Positively Charged Amino Acid Residues in the Extracellular Loops A and C of Lens Aquaporin 0 Interact with the Negative Charges in the Plasma Membrane to Facilitate Cell-to-cell Adhesion

Overview

Journal Exp Eye Res

Specialty Ophthalmology

Date 2019 Jun 1

PMID 31150637

Citations 6

Authors

Sindhu Kumari

Gozde Taginik

Sangeeth Varadaraj

Kulandaiappan Varadaraj

Affiliations

Soon will be listed here.

Abstract

This investigation was undertaken to find out whether the positive charges in the Extracellular Loops A (ELA) and C (ELC) of Aquaporin 0 (AQP0) are involved in lens fiber cell-to-cell adhesion (CTCA), and the possible mechanism of CTCA. AQP0 ELA or ELC was substituted with the corresponding AQP1 loop via Polymerase Chain Reaction. Positively charged arginine (R) and histidine (H) of mouse AQP0 ELA and ELC were substituted individually with glutamine (Q) to create R33Q, H40Q, R113Q and H122Q by mutagenesis. cRNA expression, immunostaining, Förster Resonance Energy Transfer (FRET) studies and protein analyses showed localization of all mutants except AQP0-AQP1ELC chimera (AQP0 ELC substituted with AQP1 ELC) at the plasma membrane.
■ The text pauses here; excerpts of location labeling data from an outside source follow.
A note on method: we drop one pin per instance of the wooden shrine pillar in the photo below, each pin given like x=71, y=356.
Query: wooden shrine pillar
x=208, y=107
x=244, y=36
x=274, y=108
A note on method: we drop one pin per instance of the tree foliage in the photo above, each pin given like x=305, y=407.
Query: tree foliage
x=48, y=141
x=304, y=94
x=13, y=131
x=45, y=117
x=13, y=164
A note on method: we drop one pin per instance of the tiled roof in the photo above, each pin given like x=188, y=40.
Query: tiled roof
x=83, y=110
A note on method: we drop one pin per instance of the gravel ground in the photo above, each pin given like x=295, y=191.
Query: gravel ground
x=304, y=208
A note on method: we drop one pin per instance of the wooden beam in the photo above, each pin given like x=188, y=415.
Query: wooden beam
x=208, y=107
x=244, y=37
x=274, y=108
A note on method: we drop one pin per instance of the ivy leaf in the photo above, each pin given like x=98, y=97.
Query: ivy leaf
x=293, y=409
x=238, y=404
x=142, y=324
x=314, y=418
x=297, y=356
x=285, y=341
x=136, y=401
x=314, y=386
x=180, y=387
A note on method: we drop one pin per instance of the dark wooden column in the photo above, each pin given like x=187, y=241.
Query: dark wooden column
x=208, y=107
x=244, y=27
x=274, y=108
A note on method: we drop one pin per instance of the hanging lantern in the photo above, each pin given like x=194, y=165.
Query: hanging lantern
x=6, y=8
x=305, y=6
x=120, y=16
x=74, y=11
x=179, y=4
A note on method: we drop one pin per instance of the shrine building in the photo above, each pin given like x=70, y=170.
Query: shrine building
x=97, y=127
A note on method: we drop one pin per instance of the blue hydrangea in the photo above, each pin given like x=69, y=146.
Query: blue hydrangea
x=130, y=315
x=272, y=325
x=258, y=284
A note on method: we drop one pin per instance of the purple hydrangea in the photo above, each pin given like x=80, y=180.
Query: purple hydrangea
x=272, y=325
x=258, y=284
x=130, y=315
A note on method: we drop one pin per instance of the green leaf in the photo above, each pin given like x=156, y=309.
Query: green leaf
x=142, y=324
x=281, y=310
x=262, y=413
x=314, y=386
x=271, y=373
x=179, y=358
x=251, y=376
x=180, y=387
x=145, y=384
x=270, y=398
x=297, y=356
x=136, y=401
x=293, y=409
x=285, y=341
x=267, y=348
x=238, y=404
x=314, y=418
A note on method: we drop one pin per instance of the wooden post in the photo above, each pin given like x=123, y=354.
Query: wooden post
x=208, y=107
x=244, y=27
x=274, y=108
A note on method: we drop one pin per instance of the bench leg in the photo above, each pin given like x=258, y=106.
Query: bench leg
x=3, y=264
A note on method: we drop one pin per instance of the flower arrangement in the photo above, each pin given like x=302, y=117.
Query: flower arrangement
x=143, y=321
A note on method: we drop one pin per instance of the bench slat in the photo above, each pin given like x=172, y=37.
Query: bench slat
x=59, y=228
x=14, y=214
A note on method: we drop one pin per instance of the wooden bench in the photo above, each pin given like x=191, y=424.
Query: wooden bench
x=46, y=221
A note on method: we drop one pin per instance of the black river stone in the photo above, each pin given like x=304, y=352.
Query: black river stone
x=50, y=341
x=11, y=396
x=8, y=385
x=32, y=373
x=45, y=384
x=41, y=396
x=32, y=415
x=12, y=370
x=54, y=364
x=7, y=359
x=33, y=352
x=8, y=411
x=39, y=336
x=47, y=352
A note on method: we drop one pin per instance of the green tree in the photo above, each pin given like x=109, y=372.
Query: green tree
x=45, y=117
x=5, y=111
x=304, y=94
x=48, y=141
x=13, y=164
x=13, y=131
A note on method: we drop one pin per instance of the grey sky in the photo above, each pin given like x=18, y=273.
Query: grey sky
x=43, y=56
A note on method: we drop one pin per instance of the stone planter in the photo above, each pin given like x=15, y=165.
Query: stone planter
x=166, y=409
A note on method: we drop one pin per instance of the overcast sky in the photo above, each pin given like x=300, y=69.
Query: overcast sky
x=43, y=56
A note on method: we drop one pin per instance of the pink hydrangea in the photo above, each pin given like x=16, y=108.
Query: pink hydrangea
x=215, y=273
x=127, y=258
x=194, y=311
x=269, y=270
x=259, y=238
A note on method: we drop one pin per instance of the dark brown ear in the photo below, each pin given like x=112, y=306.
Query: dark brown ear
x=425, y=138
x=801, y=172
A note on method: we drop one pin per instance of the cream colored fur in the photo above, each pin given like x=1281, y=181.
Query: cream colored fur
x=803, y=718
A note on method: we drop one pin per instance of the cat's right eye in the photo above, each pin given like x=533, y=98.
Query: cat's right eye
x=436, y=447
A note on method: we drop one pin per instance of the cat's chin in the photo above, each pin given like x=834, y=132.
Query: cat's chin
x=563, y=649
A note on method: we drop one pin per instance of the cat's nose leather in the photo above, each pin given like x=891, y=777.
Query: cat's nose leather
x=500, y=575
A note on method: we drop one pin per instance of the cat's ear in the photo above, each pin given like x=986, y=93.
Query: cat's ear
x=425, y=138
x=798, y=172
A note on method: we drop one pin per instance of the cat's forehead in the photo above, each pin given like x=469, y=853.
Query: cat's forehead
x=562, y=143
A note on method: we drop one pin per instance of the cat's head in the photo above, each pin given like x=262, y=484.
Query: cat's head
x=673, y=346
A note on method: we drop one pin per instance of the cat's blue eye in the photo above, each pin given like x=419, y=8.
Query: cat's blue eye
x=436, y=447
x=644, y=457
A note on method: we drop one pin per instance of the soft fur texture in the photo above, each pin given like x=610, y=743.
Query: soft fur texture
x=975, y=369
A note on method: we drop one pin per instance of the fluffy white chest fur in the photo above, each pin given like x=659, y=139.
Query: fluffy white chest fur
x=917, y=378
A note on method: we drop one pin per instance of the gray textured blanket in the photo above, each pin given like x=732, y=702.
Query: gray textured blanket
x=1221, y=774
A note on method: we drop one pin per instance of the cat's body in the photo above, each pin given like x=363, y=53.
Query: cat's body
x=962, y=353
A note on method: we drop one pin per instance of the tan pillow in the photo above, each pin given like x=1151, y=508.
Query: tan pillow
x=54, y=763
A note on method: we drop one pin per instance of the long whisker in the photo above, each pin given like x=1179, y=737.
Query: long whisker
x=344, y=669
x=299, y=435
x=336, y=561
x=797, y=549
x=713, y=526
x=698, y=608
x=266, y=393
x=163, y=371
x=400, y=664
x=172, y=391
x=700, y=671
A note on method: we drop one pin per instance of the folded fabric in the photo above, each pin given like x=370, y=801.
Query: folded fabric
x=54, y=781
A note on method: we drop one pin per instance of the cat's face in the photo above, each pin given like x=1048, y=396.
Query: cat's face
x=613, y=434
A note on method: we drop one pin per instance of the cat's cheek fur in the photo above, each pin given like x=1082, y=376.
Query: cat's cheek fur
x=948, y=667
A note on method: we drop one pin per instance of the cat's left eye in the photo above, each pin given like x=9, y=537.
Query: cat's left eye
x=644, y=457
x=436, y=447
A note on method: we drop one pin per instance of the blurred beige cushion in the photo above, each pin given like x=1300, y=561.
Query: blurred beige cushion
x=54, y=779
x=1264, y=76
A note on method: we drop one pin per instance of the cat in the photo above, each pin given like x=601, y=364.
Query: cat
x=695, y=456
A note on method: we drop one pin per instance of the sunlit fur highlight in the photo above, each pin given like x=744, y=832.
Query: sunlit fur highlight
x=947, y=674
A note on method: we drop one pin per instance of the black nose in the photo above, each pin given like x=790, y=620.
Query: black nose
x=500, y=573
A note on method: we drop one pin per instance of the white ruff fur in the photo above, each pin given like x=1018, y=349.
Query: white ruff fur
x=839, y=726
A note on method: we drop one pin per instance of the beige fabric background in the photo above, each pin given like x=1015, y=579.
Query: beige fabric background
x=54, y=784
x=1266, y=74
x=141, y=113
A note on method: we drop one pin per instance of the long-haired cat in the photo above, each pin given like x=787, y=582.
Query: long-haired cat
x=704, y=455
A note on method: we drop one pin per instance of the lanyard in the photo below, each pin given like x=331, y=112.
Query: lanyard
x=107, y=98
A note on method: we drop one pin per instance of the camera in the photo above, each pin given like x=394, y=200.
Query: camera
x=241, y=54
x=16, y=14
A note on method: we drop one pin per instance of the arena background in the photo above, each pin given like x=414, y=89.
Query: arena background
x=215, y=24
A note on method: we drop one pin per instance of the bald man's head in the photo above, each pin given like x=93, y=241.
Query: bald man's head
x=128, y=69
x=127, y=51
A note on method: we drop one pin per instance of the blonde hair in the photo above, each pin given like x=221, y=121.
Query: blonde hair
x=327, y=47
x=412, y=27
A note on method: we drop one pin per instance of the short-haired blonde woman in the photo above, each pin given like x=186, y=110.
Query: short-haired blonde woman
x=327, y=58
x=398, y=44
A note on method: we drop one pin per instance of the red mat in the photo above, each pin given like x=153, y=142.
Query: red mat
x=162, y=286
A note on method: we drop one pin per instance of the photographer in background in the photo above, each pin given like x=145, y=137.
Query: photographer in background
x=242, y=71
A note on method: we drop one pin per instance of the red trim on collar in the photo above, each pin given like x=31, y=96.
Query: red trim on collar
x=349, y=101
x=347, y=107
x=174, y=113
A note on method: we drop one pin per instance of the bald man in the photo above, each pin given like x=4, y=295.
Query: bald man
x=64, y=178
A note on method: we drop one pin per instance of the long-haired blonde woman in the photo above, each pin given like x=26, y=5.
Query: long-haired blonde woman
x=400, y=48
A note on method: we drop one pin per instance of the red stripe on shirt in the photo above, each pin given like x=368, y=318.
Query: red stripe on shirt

Osmotic Swelling Assay revealed comparable water permeability (P) among AQP0-AQP1ELA, R33Q, R113Q, and WT. CTCA assay demonstrated a significant reduction in adhesion in all mutants compared to the WT (14-73%) suggesting the importance of the conserved positively charged residues of ELA and ELC for adhesion. Studies involving AQP0-transfected L-cells, and lipid vesicles indicated that CTCA was due to the electrostatic interaction between the positively charged amino acids of AQP0 extracellular loops and the negative charges of the plasma membrane. Schematic models are provided to illustrate the mechanism.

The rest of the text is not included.